When creating your budget, make sure you make a complete list of everything you’ll need for the event. Besides the venue and accommodation, you also need to factor in the cost of food, entertainment, and transportation.
Start Contacting Vendors
Once you’ve decided on a budget, it’s time to get in touch with vendors. Here are some things to keep in mind when hiring vendors:
For room rentals, make sure you have a clear picture of what’s included in the cost (ie, if there’s a breakfast buffet, then you don’t have to worry about budgeting additional costs of breakfast)
Figure out what hours you’ll have access to each room (conference rooms, auditoriums, etc.)
If you hire a caterer, start meeting with them to discuss food options and conduct taste tests.
If you plan to have alcohol at your event, look into hiring a licensed bartender.
Find out if the venue provides decorations or if you need to bring your own.
Choose the Right Location
When putting together a corporate event, the location is probably the biggest factor to keep in mind.
If this is a big nationwide event that will take place over the weekend, then you want to choose a hotel that’s central, has plenty of amenities, and that’s appropriate for work events.
If this is a one-day event that’s being held for local employees, then you still want to make sure it’s easy to commute to.
Also, even though everyone may not attend the event, make sure you choose a venue that’s large enough to fit all of your employees if they were all to attend.

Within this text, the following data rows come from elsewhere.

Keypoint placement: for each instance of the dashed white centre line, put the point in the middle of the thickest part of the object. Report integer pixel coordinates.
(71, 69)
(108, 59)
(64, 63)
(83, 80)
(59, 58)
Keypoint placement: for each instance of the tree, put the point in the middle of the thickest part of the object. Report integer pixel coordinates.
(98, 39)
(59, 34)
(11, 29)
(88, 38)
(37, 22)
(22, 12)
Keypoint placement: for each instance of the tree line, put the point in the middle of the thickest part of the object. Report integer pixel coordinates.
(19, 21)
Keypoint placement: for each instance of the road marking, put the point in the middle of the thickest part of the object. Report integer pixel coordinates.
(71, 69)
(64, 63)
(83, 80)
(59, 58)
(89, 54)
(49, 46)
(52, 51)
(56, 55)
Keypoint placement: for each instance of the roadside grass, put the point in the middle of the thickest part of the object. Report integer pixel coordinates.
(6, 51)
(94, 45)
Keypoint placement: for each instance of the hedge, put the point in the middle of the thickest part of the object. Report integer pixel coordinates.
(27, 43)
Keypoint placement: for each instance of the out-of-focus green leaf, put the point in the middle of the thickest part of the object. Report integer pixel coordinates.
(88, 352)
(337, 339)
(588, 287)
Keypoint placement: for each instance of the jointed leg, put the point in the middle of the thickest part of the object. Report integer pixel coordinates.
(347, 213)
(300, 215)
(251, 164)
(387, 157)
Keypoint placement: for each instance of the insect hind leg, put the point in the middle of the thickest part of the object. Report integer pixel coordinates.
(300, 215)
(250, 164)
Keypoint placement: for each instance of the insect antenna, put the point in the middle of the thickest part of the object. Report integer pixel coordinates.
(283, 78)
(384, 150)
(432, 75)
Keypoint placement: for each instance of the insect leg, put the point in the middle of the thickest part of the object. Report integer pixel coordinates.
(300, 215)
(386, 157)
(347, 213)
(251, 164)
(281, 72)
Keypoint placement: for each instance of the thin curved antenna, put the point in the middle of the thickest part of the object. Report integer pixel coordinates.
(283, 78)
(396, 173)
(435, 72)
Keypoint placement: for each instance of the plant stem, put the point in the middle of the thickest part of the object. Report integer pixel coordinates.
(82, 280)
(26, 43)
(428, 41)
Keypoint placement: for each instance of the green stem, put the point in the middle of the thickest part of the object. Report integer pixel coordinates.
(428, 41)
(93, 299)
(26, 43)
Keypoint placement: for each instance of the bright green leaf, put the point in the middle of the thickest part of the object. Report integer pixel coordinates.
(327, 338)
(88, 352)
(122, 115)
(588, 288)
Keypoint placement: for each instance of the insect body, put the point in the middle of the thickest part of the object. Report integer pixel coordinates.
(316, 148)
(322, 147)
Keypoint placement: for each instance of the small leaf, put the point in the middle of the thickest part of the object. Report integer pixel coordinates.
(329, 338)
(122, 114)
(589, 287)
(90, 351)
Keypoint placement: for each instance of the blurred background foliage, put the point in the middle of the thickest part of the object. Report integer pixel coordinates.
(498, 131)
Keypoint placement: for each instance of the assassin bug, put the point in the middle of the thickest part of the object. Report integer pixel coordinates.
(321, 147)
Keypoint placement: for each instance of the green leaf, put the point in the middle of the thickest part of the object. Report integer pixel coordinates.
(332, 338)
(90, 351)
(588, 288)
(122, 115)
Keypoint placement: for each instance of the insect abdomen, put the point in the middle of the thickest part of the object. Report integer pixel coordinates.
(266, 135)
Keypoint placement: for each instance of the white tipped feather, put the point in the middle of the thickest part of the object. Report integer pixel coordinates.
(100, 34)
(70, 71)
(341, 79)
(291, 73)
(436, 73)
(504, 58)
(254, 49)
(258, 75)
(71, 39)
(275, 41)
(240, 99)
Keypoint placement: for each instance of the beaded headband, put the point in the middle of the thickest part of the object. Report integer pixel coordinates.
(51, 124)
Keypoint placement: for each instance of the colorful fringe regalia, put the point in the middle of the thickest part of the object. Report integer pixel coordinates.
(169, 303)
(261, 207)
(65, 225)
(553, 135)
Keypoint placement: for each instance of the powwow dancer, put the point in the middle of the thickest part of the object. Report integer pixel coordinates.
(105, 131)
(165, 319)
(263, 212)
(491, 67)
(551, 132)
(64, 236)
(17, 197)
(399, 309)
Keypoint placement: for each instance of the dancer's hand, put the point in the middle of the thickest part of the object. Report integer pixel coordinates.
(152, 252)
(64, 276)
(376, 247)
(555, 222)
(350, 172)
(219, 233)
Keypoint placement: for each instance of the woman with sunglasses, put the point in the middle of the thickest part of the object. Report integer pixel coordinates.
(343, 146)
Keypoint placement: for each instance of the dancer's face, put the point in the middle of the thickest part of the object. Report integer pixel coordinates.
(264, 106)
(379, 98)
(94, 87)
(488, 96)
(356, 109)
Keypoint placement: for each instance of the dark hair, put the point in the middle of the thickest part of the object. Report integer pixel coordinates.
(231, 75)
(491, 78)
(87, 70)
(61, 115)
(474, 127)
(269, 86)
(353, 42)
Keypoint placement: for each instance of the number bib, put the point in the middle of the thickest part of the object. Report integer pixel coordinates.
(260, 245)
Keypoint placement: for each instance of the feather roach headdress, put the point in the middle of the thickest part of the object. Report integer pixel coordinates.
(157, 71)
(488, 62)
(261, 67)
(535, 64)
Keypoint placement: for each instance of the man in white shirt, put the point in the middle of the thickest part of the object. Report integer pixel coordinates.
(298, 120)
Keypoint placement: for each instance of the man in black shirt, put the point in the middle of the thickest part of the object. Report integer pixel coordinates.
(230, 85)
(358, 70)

The event you choose will also depend on the entertainment and food. For example, if you plan to bring in food trucks, then it may be a better idea to host your event outside. Or, if you plan to bring in musicians, then you need to make sure the event space you choose has the right plugins for all of their instruments.
Decide On an Objective
Your event shouldn’t just be about bringing all of your employees together.

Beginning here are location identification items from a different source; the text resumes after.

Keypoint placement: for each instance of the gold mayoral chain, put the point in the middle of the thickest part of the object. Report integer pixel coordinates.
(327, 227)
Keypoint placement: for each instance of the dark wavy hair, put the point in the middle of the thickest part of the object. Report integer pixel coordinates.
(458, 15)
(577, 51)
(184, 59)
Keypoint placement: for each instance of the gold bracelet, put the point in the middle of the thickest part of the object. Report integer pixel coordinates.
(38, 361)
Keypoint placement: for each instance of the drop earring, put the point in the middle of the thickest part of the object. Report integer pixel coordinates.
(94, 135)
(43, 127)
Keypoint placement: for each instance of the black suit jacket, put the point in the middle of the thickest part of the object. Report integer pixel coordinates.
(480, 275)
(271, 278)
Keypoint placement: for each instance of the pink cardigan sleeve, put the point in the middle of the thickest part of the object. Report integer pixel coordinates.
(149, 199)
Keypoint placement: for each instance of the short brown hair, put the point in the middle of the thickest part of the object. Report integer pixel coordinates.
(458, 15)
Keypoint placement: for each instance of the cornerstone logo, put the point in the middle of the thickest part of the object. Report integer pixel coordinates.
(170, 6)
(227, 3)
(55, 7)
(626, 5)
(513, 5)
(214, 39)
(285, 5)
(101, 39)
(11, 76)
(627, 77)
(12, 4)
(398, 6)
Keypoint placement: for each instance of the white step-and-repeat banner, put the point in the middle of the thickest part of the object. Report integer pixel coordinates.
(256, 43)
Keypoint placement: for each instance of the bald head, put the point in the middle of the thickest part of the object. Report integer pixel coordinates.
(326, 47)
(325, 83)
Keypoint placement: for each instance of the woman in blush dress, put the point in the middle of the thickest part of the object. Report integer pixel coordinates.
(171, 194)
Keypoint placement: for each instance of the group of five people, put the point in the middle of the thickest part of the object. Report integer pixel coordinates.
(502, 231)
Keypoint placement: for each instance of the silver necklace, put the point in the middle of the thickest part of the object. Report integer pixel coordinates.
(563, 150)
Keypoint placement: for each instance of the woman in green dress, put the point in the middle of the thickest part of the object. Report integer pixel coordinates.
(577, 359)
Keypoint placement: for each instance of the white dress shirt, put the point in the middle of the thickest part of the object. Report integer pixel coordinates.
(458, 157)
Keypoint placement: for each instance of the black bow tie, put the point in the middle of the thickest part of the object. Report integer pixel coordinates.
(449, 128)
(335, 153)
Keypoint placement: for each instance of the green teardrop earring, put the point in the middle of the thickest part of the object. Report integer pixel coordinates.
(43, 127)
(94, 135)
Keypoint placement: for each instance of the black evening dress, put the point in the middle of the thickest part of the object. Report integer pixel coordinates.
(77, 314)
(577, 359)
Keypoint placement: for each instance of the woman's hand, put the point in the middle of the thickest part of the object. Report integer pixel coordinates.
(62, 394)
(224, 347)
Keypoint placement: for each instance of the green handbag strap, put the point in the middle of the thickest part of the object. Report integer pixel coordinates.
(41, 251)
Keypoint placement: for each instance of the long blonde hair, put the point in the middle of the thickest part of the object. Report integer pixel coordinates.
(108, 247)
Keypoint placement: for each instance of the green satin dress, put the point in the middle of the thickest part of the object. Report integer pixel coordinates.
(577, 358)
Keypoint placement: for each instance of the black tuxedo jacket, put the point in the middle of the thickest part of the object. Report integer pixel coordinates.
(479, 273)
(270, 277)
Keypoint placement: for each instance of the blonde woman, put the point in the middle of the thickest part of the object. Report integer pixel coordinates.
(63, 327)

Before you dive too deep into planning your event, you need to make sure you set an aim.
This will help determine the speakers you need for your event, what activities and seminars you should offer, and much more.
Ask yourself, “What do I want my employees to accomplish by attending this event?” And, “If they don’t attend, what will they miss out on?”
Promote Your Event
If you want there to be a good turnout at your event, then you need to focus on promoting it.

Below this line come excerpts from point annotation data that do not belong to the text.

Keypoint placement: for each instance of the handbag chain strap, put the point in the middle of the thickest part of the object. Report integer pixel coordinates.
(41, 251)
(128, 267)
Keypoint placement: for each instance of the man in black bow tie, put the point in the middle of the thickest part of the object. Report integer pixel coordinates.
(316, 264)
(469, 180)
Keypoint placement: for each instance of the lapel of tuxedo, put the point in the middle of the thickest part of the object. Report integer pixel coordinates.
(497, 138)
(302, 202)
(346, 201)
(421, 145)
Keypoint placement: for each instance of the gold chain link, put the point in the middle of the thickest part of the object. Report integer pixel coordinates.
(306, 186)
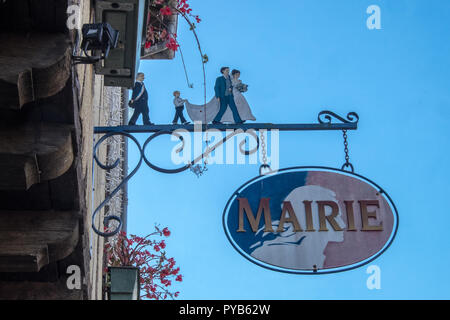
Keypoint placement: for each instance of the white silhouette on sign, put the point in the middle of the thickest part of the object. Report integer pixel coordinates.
(302, 249)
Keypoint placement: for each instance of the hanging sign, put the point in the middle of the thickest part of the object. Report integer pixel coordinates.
(310, 220)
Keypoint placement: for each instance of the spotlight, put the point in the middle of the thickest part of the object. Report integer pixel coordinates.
(97, 37)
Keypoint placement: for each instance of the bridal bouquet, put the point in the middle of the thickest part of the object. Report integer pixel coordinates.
(242, 87)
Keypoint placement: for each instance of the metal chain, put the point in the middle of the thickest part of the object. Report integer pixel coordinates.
(264, 153)
(263, 146)
(347, 157)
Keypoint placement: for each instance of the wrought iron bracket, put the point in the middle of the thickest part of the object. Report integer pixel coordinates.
(325, 118)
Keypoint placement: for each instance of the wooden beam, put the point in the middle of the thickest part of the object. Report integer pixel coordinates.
(34, 153)
(31, 239)
(34, 66)
(28, 290)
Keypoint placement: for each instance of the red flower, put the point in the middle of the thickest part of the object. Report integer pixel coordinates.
(166, 232)
(165, 11)
(172, 44)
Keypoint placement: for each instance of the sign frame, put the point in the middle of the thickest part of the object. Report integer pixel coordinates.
(319, 271)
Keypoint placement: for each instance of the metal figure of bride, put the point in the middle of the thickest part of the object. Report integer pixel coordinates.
(212, 108)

You can promote your corporate event on social media, send out large email blasts, and make sure you also ask your team members to spread the word about the event.
If your corporate event is open to the public, then don’t be afraid to allow your employees to bring guests and to tell their friends about the big event. You never know who could be your next big client!
The more buzz you create about the event, the more excited people will be to attend.
Keep Staff Well-Informed
Keeping your staff well-informed goes hand in hand with promoting your event.
Basically, you don’t want a bunch of people to miss out on the event because they thought it was Saturday night when really it was Friday night.
However, you shouldn’t constantly bombard your staff with texts and emails. Aim to give updates about once per week about the coming event.
Create a Timetable
While it’s normal for things to be running a little early or a little late at corporate events, you don’t want the schedule to be thrown so off that you don’t have time at the end of the night for the entertainment or that you have to cut one of your speakers short.
To ensure that everything stays on track, create a timetable for your event. And remember to include plenty of downtime for networking and mingling.